EoIP Help. Basics??

Hi folks.. I’m trying to create an EoIP tunnel using DSL on one end, and Cable (Comcast) on the other. I can remotely get into each device from a 3rd connection, so I know they are both reachable.
My questions is, do I need to create another tunnel for this to sit inside? Because when I create the EoIP tunnel, at each end, and apply the correct addresses to it, it never seems to establish that I can tell.

My reason for choosing EoIP, is so I can have the same network segment out at the remote offices, as I do at the main office. The network is small enough, that I only have about 40 PC’s on it, and don’t wish to subnet it out any further.

Any help anyone can point me towards is greatly appreciated! I have been looking at this for about 3 or 4 days now, and just can’t seem to see the hidden writing on the magical wall. I’m sure it’s yet to come!

Most common problems:

  • tunnel-id is not equal on both tunnel ends;
  • gre is blocked in firewall
  • ISP is blocking gre

once you establish eoip tunnel then try to add local route of your eoip, mine work fine without any issue

hope this help

Then do I just need to add it to the bridge, as I would a wireless interface or ether interface?


Thanks for the fast replies!!

ok. So I think I have it figured out, with the exception of the routing. What do I need to route where? and do I need to bridge the EoIP, LAN AND WAN connections together? Or just the EoIP and LAN?

Here is what I have so far…
FD9-Conc.gif

Anything?? Anyone??

HELP!! PLEASE!!

What you’re describing is exactly what the manual example setup shows.
http://wiki.mikrotik.com/wiki/Manual:Interface/EoIP#Setup_examples

Make tunnel interfaces on both ends with a matching ID and a termination point of the other side’s public IP, bridge the LAN interfaces to the EoIP tunnel interface, and you’re done.

Thanks Fewi for the response. I have been fighting over this, for about a week off and on now. Finally, right before I factory-default’d the units, I was doble checking everything (for the um-teenth time!!), and realized one end had an invalid gateway in it. Instead of having the ISP Gateay, I had put in 0.0.0.0/0 to BR1. OOPS!! That is how I set up all of the MT RB’s inside my corporate network, and must have done this on autopilot again.
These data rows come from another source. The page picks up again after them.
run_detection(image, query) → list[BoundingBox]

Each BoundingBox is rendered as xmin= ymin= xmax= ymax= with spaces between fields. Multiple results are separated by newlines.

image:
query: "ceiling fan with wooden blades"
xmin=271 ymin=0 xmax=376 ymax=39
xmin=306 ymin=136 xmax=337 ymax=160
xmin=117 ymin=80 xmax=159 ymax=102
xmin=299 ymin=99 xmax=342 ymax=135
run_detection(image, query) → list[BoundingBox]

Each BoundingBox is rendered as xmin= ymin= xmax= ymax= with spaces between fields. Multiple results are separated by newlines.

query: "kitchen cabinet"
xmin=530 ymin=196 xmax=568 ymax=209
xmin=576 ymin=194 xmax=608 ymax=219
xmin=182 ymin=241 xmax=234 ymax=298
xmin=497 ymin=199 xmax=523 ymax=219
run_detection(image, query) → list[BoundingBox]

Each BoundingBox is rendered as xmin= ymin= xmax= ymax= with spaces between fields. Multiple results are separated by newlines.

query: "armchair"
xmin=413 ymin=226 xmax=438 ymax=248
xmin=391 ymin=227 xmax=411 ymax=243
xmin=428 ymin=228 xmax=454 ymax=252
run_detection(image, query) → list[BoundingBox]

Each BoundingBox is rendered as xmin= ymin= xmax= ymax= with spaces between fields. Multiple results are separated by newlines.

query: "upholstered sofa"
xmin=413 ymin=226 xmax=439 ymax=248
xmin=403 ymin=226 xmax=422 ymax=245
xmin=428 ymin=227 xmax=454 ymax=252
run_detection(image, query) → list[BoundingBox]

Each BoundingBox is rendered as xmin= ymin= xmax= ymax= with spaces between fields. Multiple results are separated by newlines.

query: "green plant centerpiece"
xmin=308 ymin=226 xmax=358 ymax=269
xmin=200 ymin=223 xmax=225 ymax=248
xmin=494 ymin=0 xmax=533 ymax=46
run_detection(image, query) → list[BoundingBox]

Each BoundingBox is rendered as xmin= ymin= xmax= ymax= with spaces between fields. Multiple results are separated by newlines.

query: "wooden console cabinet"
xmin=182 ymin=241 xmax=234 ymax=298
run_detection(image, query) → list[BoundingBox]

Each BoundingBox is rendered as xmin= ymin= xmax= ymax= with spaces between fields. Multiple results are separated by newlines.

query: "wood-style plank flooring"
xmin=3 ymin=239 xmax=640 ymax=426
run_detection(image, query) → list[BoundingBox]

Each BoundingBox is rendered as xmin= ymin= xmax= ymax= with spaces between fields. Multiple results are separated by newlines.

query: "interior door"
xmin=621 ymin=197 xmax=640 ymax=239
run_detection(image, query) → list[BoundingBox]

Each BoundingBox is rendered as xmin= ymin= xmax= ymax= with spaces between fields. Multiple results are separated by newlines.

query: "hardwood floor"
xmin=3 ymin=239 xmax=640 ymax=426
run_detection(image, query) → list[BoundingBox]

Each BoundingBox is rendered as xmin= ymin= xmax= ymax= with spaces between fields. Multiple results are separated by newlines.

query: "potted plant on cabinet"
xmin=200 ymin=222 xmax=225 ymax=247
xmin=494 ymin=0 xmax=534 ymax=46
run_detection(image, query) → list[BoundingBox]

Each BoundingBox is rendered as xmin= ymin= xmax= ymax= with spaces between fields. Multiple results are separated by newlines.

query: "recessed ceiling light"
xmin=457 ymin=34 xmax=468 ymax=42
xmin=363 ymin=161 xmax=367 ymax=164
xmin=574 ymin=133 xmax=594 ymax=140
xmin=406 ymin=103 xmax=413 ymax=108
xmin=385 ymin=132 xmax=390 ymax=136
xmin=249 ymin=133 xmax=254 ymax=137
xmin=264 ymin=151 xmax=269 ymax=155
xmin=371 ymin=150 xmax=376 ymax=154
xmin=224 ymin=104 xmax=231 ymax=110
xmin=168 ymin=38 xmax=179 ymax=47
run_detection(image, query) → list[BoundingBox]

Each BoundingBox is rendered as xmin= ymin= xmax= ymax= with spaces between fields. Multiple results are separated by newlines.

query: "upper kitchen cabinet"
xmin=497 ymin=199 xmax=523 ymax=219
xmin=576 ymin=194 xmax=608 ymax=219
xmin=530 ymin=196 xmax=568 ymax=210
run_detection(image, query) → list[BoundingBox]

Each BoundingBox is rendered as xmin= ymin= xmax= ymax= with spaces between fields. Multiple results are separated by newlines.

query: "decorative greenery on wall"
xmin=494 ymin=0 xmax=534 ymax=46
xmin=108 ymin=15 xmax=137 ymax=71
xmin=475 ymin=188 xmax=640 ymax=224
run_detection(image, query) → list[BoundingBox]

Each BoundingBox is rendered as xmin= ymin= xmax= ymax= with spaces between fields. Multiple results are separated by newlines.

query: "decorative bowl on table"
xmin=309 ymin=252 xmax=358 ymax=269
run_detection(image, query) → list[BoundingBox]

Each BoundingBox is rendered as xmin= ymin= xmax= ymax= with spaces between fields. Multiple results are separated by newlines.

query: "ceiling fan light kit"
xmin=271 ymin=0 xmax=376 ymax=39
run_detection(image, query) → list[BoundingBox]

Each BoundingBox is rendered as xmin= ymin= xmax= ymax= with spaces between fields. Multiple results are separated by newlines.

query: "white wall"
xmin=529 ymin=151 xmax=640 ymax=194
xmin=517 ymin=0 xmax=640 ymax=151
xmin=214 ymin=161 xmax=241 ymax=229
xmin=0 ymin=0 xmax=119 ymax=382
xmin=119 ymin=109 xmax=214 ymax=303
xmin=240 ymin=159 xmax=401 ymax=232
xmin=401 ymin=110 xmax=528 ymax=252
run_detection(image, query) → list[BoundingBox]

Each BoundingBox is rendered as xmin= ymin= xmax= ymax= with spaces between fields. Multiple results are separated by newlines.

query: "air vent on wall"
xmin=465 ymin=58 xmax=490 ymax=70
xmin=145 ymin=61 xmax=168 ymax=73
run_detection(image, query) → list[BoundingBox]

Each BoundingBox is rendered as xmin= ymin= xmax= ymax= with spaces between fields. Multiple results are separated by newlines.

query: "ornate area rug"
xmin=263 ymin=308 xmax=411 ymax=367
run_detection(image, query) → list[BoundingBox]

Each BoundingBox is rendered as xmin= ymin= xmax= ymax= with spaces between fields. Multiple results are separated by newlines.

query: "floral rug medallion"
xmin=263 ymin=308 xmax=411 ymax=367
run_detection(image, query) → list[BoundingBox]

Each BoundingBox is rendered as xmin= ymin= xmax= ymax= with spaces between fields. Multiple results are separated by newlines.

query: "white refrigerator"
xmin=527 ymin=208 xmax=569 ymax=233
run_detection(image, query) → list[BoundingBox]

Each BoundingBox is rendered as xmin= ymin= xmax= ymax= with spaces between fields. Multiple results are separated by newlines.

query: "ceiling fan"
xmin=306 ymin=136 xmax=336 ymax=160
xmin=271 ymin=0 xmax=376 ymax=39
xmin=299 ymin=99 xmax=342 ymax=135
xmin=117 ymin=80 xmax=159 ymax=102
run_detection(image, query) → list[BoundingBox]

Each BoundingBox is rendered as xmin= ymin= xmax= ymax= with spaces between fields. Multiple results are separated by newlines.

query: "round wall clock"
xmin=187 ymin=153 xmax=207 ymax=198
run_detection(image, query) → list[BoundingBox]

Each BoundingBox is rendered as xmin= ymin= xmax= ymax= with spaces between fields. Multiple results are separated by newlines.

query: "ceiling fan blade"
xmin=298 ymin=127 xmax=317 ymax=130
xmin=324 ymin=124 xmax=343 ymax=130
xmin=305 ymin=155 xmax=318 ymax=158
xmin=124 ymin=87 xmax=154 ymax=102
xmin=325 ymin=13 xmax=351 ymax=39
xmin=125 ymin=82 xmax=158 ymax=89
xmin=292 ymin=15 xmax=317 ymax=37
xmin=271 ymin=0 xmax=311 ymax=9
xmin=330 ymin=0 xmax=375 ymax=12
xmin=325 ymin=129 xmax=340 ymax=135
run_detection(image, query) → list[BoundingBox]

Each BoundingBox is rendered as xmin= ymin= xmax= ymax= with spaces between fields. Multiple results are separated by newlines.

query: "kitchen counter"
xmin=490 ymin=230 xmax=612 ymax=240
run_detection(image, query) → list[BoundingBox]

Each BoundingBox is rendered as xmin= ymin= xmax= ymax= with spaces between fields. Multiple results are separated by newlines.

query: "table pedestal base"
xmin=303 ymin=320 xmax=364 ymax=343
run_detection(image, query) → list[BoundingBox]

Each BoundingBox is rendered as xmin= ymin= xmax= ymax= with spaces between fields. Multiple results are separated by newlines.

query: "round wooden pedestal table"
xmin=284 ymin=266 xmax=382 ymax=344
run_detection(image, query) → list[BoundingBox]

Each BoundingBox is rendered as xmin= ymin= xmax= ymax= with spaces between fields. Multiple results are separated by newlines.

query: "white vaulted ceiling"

So now that it is established, I did a speedtest between the RB’s. It’s SLOW!! It is a 20MB pipe on one end (Comcast Internet), and 1.5 on the other (Qwest DSL). I am able to pass about 300k reliably. WTF?? Is this normal? Is there any way to improve this??


Thanks again for the help!!

How did you test the speed?

How much traffic is the interface showing? You’re bridging - a bunch of bandwidth might be eaten up by broadcasts. You are probably far better off routing instead of bridging.

Your screenshot shows an RB750 - also remember that those are SOHO units with very little RAM and a fairly weak processor.

I did the speedtest just in the RB unit’s themselves. I know it’ better to do it from a PC or device after the link unit’s. I also dod one from my laptop to the RB750 side, and it came back the same.
The in is showing about 2k at peaks, and about 200bps when virtually idle.
What is the solution to routing? PPTP? Some other tunneling or just route it thru the EoIP link?

Try from behind the units. There really is a very big difference between generating and terminating packets ands just having them flow through you.

If you were to switch to a routed model you could still go through EoIP tunnels. Which tunnel protocol you choose depends on your requirements for protecting the traffic. EoIP is wide open. PPTP is sort of secure. IPSec is secure. EoIP is easy, PPTP is a little harder, IPSec is a little harder still.

Awesome!! Thank you!!!

I am going to swap out the RB750 unit with probably a RB433AH (Since that’s what i have in stock), and see if it makes any difference. I think it will. I notice quite a difference in the 2. I was looking the the RB750 this monring with the tunnel established and VERY little traffic thru the tunnel, and it was at 100% several times, and mostly sat around 85%-90%. SOOOoooooo… I think it’s the culprit.

I will look at the routed solution. It is going to be a bit to do, since I am doing this as a side project for this company. If they can live with it at this speed for a couple of weeks, I can order maybe an RB1100, and use it as the conectrator.

Thank again!! I really appreciate the help.